ZSKA Moskau hat eine enge Verbindung zur russischen Regierung und Armee

Der kremlkritische russische Journalist Anton Orech vermutet, dass die Führung von ZSKA über den Wechselwunsch von Fedotov verärgert ist. Dazu muss man wissen: ZSKA Moskau ist eng mit der russischen Armee verbunden. Früher gehörte der Klub sogar direkt der Sowjetarmee an. Heute ist der Ölkonzern Rosneft, der mehrheitlich der russischen Regierung gehört, der Besitzer dieses Clubs.

Kremlsprecher Dmitri Peskow spielt den Fall herunter: "Wir haben einen Entwurf im Einklang mit dem Gesetz, sodass jeder emotionale Kommentar völlig unangemessen wäre. Es gibt bestimmte Gründe für Aufschiebungen und verschiedene Möglichkeiten, Militärdienst als Athlet zu leisten."

Russland wollte in diesem Frühjahr mehr als 130.000 Männer für ein Jahr Militärdienst einberufen. Tatsächlich verfügt das russische Militär auch über spezielle Einheiten für Athleten, die während ihres Dienstes weiter ihrem Sport nachgehen können. Das ist allerdings nur in Russland möglich. Der Traum von der NHL lässt sich dann nicht erfüllen.

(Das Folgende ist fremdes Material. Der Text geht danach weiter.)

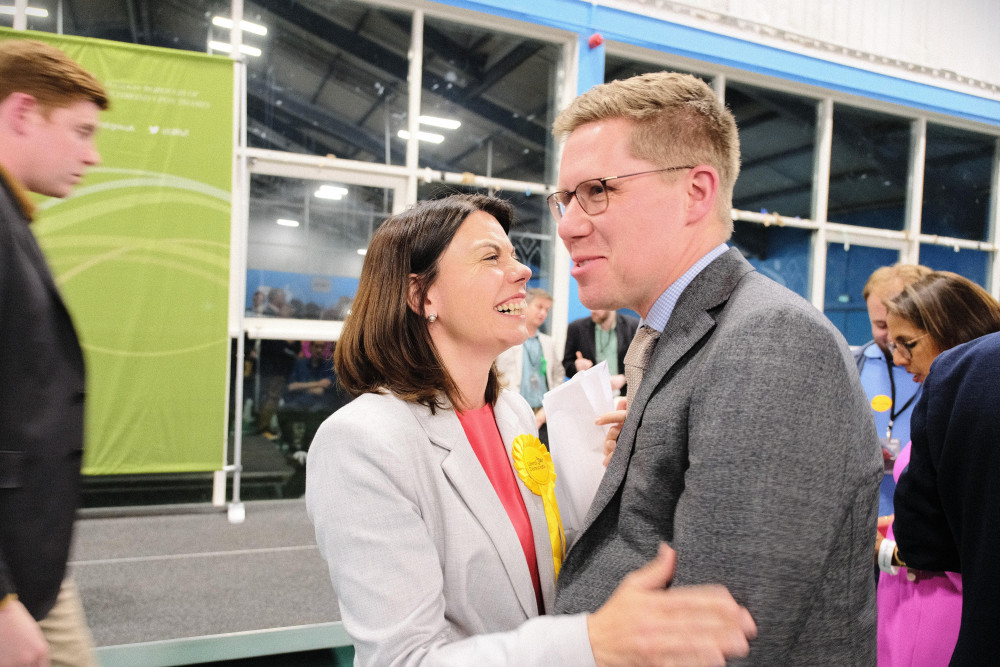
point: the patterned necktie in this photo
(638, 356)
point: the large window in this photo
(307, 240)
(869, 168)
(777, 143)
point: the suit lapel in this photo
(462, 468)
(690, 321)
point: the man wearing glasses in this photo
(748, 444)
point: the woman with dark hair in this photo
(919, 613)
(432, 498)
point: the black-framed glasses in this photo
(592, 194)
(905, 347)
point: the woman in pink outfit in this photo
(919, 613)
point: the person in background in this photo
(919, 613)
(890, 389)
(49, 110)
(748, 444)
(604, 336)
(311, 395)
(947, 501)
(454, 557)
(533, 367)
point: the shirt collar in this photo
(21, 195)
(661, 311)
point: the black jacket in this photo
(41, 417)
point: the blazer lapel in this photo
(463, 469)
(690, 321)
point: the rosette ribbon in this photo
(535, 468)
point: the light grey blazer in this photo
(511, 364)
(426, 564)
(750, 447)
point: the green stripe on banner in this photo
(141, 254)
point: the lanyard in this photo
(893, 414)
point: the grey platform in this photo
(181, 585)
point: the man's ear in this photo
(702, 189)
(16, 110)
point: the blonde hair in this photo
(900, 274)
(678, 121)
(47, 74)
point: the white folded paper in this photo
(576, 442)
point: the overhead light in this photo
(422, 136)
(226, 47)
(247, 26)
(446, 123)
(30, 11)
(327, 191)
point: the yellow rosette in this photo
(535, 468)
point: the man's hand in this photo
(643, 623)
(616, 418)
(581, 363)
(21, 640)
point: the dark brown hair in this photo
(385, 345)
(951, 308)
(47, 74)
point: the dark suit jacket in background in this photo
(580, 338)
(750, 448)
(41, 417)
(948, 498)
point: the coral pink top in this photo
(481, 428)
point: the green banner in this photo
(141, 254)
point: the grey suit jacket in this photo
(750, 448)
(425, 562)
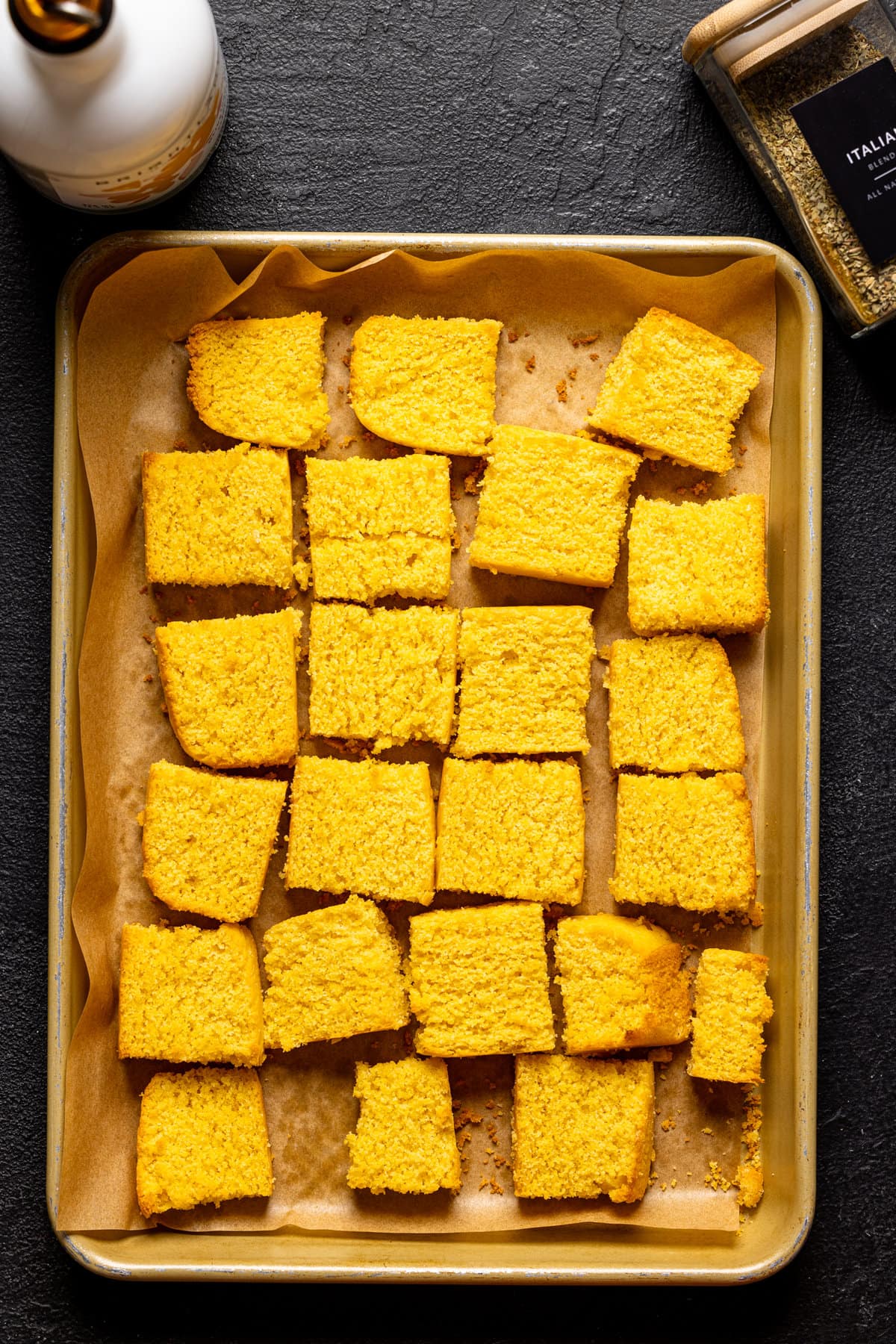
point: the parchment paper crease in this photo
(564, 315)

Fedotov will gerichtlich gegen seine Einberufung vorgehen

Fedotov wurde offenbar bei der Nordmeerflotte in die Sportkompanie versetzt. Im kommenden Jahr soll er bei dem zur Militärbasis gehörenden Club "Avantgarde" das Tor hüten. Der Schlussmann allerdings will sich mit seinem Schicksal nicht abfinden und hat gegen seine Einberufung bei Russlands Nordmeerflotte geklagt.

"Die Dokumente wurden am Freitag abgeschickt, wir warten auf die Annahme durch das Gericht und werden uns dann in Richtung Prozess bewegen", sagte Alexei Ponomarev, der Anwalt des Torhüters, am Mittwoch gegenüber der staatlichen russischen Nachrichtenagentur "Ria Nowosti". Die Erfolgsaussicht ist sehr ungewiss.

Die gesamte NHL befindet sich nun in Aufruhr und sorgt sich um die russischen Spieler. Rund 40 Vertragsspieler aus Russland sind in der nordamerikanischen Profiliga aktiv. Dazu zählen einige Superstars wie Alexander Ovechkin von den Washington Capitals oder Igor Shesterkin von den New York Rangers.

Ovechkin beispielsweise gilt als der Lieblingsspieler des russischen Präsidenten Wladimir Putin. Ovechkin selbst hat als Instagram-Profilfoto ein gemeinsames Bild mit Putin hochgeladen. Er muss sich vermutlich keine Sorgen machen – andere Spieler schon.

Superstar Kirill Kaprizov droht der Militärdienst

Mehrere Klubmanager und Spielerberater rieten ihren russischen Eishockeyprofis dazu, den Sommer in Nordamerika oder in der EU zu verbringen. Viele Spieler allerdings sind trotzdem in die Heimat gereist, um dort ihre Familie zu besuchen.

Ob sie alle wieder zurückkommen werden?

Anlass zur Sorge bereitet auch Kirill Kaprizov. Der russische Stürmer war vergangene Saison der erfolgreichste Torjäger des NHL-Teams Minnesota Wild und hat dort einen bis zum Jahre 2026 gültigen Vertrag. Derzeit befindet er sich im Heimaturlaub in Russland. Ob er zurückkehren wird, ist ungewiss.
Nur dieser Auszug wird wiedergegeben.